Gaslighting, as I understand it, is called that because it refers to turning down the gaslight so you are in dimness and shadow, then he can try to make you believe anything he wants you to because you are in shadow and can only take his word for what is real.
So no, him choosing what to listen to isn't quite the same thing. But he can turn your words around in his head, give them back to you with his own twist on them and make you believe that his version is what you actually said - that's gaslighting.

Glad to have helped take a weight off you, VB. I really don't think he will talk himself into a full breakdown, any more than I believe Solost's exH actually lost it and trashed the OW's flat. It's just a ploy, honestly. Rise above it - if he keeps on about it, just tell him he must go and see a GP and get a psychiatric referral and you won't be happy for him to be around the children unless he is given a clean bill of health. That should stop it in its tracks.

PeppermintPasty · 10/08/2011 12:42

I think you're right VB, he will push himself further and further when he sees that all this is not working on you. That's what you have to steel yourself to deal with isn't it? -I suspect all bets will be off and he will start being more and more devious in an attempt to get his own way, using the children in even more horrible ways, and attempting to squeeze you until your pips squeak. Guts and determination will win the day, but it will be hard I think.

PeppermintPasty · 10/08/2011 12:44

Yes, I should make it clear that I don't think anything he says about his health can be trusted. I don't think he'll push himself in that way-I mean he will go on and on at you in ever more exhausting ways and lie and lie. He has shown you time and again how good he is at that at least.

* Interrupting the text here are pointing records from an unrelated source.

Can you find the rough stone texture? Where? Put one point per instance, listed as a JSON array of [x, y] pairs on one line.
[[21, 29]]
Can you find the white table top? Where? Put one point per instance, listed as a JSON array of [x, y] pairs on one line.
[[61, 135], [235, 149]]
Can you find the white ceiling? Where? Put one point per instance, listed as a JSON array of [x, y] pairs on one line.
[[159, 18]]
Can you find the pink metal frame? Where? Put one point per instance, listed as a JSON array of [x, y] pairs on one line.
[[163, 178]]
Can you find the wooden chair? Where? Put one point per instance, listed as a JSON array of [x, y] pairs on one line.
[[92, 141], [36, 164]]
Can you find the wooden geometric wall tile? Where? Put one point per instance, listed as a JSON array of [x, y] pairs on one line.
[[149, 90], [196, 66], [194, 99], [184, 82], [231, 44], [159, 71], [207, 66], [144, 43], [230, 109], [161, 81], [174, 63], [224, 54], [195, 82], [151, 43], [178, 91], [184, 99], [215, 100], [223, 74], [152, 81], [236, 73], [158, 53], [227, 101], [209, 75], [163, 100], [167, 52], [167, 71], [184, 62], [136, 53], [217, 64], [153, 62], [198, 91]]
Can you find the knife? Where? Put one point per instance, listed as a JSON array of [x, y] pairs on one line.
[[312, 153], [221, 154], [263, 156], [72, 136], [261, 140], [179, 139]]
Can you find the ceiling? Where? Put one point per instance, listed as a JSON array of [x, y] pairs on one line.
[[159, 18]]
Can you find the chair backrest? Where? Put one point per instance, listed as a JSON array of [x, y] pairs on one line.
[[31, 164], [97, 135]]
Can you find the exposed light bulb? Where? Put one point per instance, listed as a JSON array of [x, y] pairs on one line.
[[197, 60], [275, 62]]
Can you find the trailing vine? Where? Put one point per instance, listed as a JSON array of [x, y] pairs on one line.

PeppermintPasty · 10/08/2011 12:45

forgot to say was responding to TW. Cross post oh doh!

Thumbwitch · 10/08/2011 12:52

here is Wiki on gaslighting - I wasn't quite right in my reference point but the actuality of it was about right.
The term comes from a film (Gas Light) where an EA partner tries to make his wife think she is imagining the change in brightness of the gas lights, when in fact he is altering them. It is creating a perception of altered reality to unsettle the other person.

mummytime · 10/08/2011 12:55

I think you need to get into the "no contact except arrangement for kids" arrangement. It would be better if it is by email, so you can keep copies, but keep copies of texts if possible, but stop reading them. Also start keeping a diary incase you need a restraining order later.
If he goes on about his mental health tell a friend of his, or your ILs, and then wash your hands of him.
I would also suggest no more cosy teas or anything. He shouldn't come into the house, and you should just hand over the kids. Then greet them at the door and goodbye to him.
You are going to have to get tough. Good luck!